La disperazione accompagna la crisi religiosa di "I'm Dying" prima dell'esplosione di rabbia a metà brano. Poi il tempo si ferma: ecco "Flames", ballata poetica con sola voce, archi, chitarra e violoncello. Siamo insieme ai due amanti nella loro stanza da letto, al buio, con solo poche candele che illuminano il tutto. Una lacrima inizia scendere quando Crosby si produce in un canto in falsetto prima che gli archi ci accompagnino verso la prosecuzione del sogno.
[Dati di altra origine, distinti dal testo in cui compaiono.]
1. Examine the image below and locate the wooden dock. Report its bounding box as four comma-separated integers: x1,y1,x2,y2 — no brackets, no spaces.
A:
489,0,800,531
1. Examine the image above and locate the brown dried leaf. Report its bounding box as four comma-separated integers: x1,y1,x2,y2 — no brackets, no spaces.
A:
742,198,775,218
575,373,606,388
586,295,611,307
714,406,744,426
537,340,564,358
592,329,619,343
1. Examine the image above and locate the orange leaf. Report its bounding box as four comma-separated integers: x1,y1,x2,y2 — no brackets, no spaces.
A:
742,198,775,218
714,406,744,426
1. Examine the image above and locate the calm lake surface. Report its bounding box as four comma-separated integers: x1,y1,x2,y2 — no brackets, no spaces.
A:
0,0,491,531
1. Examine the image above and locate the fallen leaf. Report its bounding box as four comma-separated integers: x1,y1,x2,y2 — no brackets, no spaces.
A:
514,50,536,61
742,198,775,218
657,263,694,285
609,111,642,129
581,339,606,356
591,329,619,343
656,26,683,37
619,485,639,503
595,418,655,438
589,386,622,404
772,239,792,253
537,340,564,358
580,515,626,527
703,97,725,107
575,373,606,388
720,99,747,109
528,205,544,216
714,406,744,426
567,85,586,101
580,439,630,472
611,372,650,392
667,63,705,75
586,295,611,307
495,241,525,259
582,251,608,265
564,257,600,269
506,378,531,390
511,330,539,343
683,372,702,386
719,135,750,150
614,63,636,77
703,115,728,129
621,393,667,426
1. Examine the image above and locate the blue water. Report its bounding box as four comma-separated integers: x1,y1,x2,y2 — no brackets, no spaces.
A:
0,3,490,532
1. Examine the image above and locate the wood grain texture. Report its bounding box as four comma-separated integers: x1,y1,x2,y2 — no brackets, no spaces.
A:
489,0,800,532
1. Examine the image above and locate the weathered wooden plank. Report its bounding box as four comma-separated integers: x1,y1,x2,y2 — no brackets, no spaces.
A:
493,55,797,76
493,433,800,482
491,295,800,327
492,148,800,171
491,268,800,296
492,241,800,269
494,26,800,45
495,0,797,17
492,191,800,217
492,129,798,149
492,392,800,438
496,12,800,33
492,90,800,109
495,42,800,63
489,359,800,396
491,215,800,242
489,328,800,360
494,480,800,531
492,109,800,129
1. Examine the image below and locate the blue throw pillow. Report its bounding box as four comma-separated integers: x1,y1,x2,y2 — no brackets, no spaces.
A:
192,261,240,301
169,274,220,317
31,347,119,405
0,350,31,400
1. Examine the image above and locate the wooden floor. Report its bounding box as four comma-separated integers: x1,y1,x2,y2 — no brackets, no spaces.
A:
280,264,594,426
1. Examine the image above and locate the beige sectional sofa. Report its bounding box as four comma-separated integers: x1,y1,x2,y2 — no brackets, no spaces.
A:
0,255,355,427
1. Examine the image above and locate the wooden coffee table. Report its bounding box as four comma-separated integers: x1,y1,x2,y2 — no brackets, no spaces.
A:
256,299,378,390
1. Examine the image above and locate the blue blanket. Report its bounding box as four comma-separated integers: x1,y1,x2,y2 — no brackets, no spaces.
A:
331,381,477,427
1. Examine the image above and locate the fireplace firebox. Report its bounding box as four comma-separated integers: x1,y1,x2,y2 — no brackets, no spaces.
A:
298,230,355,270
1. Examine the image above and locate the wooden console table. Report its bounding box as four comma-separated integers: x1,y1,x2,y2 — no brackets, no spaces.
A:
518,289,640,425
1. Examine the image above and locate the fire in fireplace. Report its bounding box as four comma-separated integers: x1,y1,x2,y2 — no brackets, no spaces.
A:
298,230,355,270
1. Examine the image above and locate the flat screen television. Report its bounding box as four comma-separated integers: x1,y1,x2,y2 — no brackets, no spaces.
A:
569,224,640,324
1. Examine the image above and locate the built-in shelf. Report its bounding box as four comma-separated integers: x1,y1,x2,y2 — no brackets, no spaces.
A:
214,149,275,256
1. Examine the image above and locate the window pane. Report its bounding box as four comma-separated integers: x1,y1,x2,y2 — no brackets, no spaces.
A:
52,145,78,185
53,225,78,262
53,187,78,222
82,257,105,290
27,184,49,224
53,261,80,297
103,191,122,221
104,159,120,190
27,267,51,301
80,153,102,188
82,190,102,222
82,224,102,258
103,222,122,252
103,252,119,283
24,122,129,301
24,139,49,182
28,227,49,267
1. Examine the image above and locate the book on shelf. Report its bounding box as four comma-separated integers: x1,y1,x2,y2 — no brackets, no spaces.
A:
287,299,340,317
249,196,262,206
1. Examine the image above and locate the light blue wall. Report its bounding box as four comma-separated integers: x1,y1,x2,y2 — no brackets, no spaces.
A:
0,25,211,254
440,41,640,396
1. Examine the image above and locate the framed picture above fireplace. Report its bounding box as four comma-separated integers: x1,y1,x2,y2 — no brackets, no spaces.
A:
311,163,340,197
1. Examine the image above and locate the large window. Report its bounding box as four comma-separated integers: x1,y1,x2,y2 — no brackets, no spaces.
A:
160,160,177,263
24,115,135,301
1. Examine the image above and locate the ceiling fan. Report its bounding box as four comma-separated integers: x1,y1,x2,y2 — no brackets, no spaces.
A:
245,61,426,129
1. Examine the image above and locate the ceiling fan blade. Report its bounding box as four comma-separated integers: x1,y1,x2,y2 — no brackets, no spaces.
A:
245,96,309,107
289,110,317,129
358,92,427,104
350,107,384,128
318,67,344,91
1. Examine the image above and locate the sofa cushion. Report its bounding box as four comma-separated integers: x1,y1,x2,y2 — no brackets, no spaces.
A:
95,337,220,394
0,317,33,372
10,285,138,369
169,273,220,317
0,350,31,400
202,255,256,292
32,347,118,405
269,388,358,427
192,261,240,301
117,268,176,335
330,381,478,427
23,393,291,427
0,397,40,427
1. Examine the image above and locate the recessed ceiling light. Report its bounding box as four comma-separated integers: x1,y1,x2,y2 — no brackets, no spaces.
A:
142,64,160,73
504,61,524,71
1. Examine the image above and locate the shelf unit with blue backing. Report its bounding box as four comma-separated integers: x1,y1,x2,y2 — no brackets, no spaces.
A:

Sogno che si interrompe bruscamente con "Temptation", aspra rockeggiante cavalcata desertica e l'esplosione orientaleggiante di "Three Doors". Come dice il testo "ci sono tre porte da attraversare, ma solo una porta a te". Forse la scelta che viene fatta non è quella giusta e il senso di disperazione si impadronisce di noi con "The Niles Edge", pathos disperato nell'esplosione vocale di Crosby, a livello vocale sicuramente il suo apogeo. Il sapore fiabesco dell'oriente torna con "Somewhere Else To Be" che ci porta su un tappeto volante attraverso il deserto, continuando con la sua prosecuzione strumentale senza titolo, fino all'arrivo in un oasi d'amore, "You".
Il viaggio è finito e il nostro animo, finalmente, appagato.